Because chest CT scan has largely supplanted surgical lung biopsy for diagnosing most cases of interstitial lung disease (ILD), tools to standardize CT scan interpretation are urgently needed. Does a deep learning (DL)-based classifier for usual interstitial pneumonia (UIP) derived using CT scan features accurately discriminate radiologist-determined visual UIP? A retrospective cohort study was performed. Chest CT scans acquired in individuals with and without ILD were drawn from a variety of public and private data sources.
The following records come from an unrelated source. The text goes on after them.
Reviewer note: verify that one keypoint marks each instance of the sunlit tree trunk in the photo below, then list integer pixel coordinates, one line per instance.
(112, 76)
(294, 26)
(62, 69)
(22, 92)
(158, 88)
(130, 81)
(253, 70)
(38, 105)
Using radiologist-determined visual UIP as ground truth, a convolutional neural network was used to learn discrete CT scan features of UIP, with outputs used to predict the likelihood of UIP using a linear support vector machine. Test performance characteristics were assessed in an independent performance cohort and multicenter ILD clinical cohort. Transplant-free survival was compared between UIP classification approaches using the Kaplan-Meier estimator and Cox proportional hazards regression. A total of 2,907 chest CT scans were included in the training (n= 1,934), validation (n= 408), and performance (n= 565) data sets. The prevalence of radiologist-determined visual UIP was 12.4%and 37.1%in the performance and ILD clinical cohorts, respectively. The DL-based UIP classifier predicted visual UIP in the performance cohort with sensitivity and specificity of 93%and 86%, respectively, and in the multicenter ILD clinical cohort with 81%and 77%, respectively. DL-based and visual UIP classification similarly discriminated survival, and outcomes were consistent among cases with positive DL-based UIP classification irrespective of visual classification. A DL-based classifier for UIP demonstrated good test performance across a wide range of UIP prevalence and similarly discriminated survival when compared with radiologist-determined UIP. This automated tool could efficiently screen for UIP in patients undergoing chest CT scan and identify a high-risk phenotype among those with known ILD.